INSPIRE PEACH Project
Under the INSPIRE umbrella, I was involved in the PEACH (Platform for Evaluation and Analysis of COVID-19 Harmonised Data) project. This initiative builds a Pan-African data ecosystem, harmonizing health data to enhance policy and pandemic response capabilities. https://inspiredata.network/)
INSPIRE Mental Health Project
In the INSPIRE Mental Health Project, I contributed to the integration and harmonization of mental health data across diverse datasets using the OMOP Common Data Model (CDM). My work involved mapping mental health indicators and leveraging advanced analytics to improve understanding and research on mental health conditions in low- and middle-income countries focusing on Africa. This initiative plays a crucial role in advancing mental health research by providing standardized, high-quality data for global analysis
Co-Principal Investigator, RESPIRE Platform III
As Co-PI for RESPIRE Platform III: Open Science, Data & Methodologies, I contribute to the development of open-access tools, promote data standardization, and enhance capacity building in respiratory health research.

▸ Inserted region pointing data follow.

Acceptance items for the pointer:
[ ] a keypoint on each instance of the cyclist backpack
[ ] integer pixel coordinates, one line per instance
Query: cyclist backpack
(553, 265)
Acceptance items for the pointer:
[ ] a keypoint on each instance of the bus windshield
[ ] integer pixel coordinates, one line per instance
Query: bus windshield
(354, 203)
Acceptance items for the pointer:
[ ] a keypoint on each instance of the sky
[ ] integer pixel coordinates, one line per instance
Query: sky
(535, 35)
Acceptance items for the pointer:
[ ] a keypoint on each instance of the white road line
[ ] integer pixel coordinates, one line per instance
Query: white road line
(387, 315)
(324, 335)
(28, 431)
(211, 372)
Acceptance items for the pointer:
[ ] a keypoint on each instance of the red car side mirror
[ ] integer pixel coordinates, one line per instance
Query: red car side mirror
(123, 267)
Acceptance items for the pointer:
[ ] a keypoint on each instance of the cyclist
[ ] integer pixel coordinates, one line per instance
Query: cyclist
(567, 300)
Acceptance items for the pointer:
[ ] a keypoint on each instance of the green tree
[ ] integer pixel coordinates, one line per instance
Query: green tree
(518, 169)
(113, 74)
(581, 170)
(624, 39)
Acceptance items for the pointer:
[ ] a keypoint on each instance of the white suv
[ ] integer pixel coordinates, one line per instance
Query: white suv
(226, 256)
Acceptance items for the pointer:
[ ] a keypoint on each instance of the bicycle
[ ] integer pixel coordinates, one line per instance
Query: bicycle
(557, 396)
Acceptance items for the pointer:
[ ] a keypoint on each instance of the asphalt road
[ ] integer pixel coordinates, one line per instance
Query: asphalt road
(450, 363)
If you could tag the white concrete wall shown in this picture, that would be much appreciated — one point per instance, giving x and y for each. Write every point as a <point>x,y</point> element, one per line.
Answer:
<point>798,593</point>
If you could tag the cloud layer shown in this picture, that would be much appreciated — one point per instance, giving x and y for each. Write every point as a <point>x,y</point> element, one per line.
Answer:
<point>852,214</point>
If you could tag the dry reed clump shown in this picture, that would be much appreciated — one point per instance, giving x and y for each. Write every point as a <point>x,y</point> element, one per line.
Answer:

(https://usher.ed.ac.uk/respire/platforms/open-science-data-methodologies)
Data Science Without Borders (DSWB)
DSWB is a global initiative dedicated to bridging data science expertise across institutions to enhance public health research and policy in Africa. My role involves harmonizing diverse datasets, building analytical pipelines, and empowering partner organizations through capacity building and technical support which also involves identifying research questions from the datasets of the Pathfinder sites and using Artificial Intelligence (AI) / Machine Learning (ML) to advance analytics capabilities.
I am currently involved in two impactful projects: the INSPIRE Mental Health project and the Data Science Without Borders (DSWB) project.
With a strong foundation in data science and public health, I am dedicated to advancing global health research through data-driven solutions and innovative methodologies.
Affiliations
Teaching
I have been teaching ETL techniques as part of the Health Data Management Module for the MSc Health Data Science program across three academic years, from 2020-2021 through 2022-2023.
Research
My research leverages Machine Learning (ML) techniques to enhance retrospective record linkage between Health & Demographic Surveillance Systems (HDSS) and health clinic data in low- and middle-income countries (LMICs). This work focuses on improving health monitoring and epidemiological analysis of both communicable and non-communicable diseases, with an emphasis on HIV. By integrating diverse health datasets, my goal is to generate actionable insights that can inform health interventions and strengthen healthcare systems in these regions.
My research is guided by a team of supervisors who provide invaluable support and expertise. Professor Jim Todd and Dr. Emma Slaymaker from the Department of Population Health, along with Dr. Chodziwadziwa Kabudula from the University of the Witwatersrand, South Africa, have been instrumental in shaping the direction of my work. Their deep commitment and guidance play a crucial role in advancing my research.